I find it amusing / bind-boggling how Adobe Acrobat Reader (we seem to be back at that name again) has reached version 12 and we still don't have an update system that "just works".
I've very occasionally seen an old version prompt the user to update to the new version, but for probably every 50 instances where say v10 thinks that it's the latest version available (even after telling it to check for updates) despite a major new version being available for some time, there's been one instance I've witnessed where it works in the way one would expect.
I can understand that some corporates would prefer a piece of software to stay on major version X and only download security updates, so it doesn't break whatever internal system that they've got, but I would have thought that there'd be an obvious opt-in option to enable that sort of behaviour.
I'm surprised that on a tech site like this no one is complaining about the fucking auto-installers and services that something like adobe reader installs. Adobe reader and the other adobe products do not NEED 7 resident services / processes running all the time. Yet they install it, and if you disable them they will re-install them every single time they do ANYTHING.

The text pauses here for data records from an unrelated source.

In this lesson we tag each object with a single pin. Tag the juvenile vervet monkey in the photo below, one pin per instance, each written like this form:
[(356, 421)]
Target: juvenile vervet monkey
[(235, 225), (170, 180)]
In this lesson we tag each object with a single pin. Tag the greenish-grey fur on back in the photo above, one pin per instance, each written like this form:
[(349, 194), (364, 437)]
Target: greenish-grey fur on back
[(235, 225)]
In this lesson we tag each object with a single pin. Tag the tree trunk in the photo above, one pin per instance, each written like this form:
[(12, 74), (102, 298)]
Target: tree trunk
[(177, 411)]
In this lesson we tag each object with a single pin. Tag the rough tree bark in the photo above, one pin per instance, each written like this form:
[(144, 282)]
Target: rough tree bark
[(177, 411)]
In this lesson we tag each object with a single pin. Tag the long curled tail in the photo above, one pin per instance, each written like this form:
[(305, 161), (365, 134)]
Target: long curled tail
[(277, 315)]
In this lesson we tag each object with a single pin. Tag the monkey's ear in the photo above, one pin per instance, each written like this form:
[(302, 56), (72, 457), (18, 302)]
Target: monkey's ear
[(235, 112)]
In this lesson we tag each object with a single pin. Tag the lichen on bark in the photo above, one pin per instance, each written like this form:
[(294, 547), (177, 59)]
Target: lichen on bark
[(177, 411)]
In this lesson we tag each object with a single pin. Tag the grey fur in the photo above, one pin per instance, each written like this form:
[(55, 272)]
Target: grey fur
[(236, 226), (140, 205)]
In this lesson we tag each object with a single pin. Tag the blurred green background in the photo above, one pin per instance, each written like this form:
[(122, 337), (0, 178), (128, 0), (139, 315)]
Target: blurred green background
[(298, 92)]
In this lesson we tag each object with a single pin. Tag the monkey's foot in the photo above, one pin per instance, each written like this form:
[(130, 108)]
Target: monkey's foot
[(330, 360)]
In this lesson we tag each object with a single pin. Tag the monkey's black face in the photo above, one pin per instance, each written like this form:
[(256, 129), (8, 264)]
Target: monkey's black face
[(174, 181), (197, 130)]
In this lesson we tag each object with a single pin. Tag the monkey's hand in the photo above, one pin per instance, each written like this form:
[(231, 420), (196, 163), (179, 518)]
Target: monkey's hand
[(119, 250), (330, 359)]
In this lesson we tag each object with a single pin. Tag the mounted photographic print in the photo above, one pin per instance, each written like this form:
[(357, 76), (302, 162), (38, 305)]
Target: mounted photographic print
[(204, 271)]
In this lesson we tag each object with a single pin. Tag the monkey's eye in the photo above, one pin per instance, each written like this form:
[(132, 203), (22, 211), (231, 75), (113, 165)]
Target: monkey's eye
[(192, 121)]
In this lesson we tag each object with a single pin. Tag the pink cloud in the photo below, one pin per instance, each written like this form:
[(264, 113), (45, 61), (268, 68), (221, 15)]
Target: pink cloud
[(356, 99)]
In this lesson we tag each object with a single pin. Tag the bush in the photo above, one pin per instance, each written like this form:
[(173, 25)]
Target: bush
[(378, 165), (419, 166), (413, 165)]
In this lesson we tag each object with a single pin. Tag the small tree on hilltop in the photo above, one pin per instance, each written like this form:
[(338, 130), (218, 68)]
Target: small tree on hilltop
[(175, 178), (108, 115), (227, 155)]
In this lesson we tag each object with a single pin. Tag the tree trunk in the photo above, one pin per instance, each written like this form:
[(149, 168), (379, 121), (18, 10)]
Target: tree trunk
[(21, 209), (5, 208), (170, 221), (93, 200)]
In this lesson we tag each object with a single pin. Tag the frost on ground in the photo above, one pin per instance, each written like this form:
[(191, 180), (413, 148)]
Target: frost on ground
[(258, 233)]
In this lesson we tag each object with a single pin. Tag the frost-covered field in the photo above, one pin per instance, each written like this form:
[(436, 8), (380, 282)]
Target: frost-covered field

If Adobe was the only company doing this then I might get more annoyed about it. On a heck of a lot of systems with Google software installed, there's usually more than one update system triggered to start automatically, despite there being supposedly unified Google Update systems.
Foxit Software also likes to have a "Cloud" product that comes with Reader that, even if the user uninstalls it, when a new Reader update is downloaded, the Cloud service gets put back on, and the update service switched back to automatic.